Palin cleared the bar. She had a good command of the facts, was likable and fun to watch. Her candidacy should not raise doubts or be a distraction. Republicans are relieved, and her presence on the campaign trail will be greeted with renewed enthusiasm. Now maybe she can give an interview that isn’t a pop quiz but a legitimate inquiry into how she and John McCain might govern. The usual suspects in the media will surely find fault and not let up, but by any standard, Palin did better than hold her own.

Biden did fine: He didn’t say anything bizarre, and there doesn’t appear to be a need for any retractions or apologies.

These two are probably headed for the place where vice presidential nominees traditionally find themselves in October: electoral irrelevance. Neither will drive any new voters to their ticket, but they will reinforce the base votes of the presidential nominees.


Republican strategist; former senior aide to Steve Forbes’s and Pat Buchanan’s presidential campaigns; president of CRC Public Relations

Palin showed why she is best in a live venue as opposed to taped interviews. She stepped into the ring with a 35-year veteran of Washington, who has deep knowledge of the issues, and went toe to toe. She put him on defense on issues including the economy, the war on terror and energy. Palin came out swinging, defining Obama and Biden as tax-and-spend liberals, showcasing her populist/reformer reputation, and demonstrating her experience and savvy dealing with energy and fiscal issues as governor. Palin was relaxed and on offense the entire debate.

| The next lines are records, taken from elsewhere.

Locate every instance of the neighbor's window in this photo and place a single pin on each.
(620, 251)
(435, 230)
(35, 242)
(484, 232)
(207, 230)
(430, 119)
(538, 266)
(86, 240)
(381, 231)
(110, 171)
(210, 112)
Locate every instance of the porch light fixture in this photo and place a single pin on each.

One of Biden’s goals from the outset was to appeal to working- and middle-class Americans, but as the debate wore on it was Palin who connected with Middle America as Biden found himself defending his and Obama’s Senate voting records and their policy differences. Conversely, Palin used the few policy discrepancies between herself and John McCain, such as drilling in the Arctic National Wildlife Refuge, as an example of their maverick nature.

The governor used the venue as a foil to speak directly to the American people and show that she not only speaks Main Street but comes from Main Street. Biden did as expected, but Palin blew away expectations and made the sale. Palin wins.


Author of “The Warm Bucket Brigade: The Story of the American Vice Presidency”

Going into the debate, the expectation on foreign policy issues was that Sarah Palin would be out of her depth. Yet it was Joe Biden, chairman of the Senate Foreign Relations Committee, who seemed like he needed a life preserver. Biden’s problem is that there are deep differences between his record and Barack Obama’s on the most important policy issue of this election: the Iraq war. Obama was against it from the start. Biden was for it and then pushed the three-quasi-state (partition) solution that was rejected in favor of the surge, the approach that John McCain supported. “Your plan is a white flag of surrender in Iraq,” Palin charged of Obama’s proposal for a phased, timed withdrawal. Biden didn’t mount an effective reply. My sense is that he didn’t expect Palin to punch very hard on foreign affairs. What he got was a purse full of quarters aimed right his unnaturally white teeth.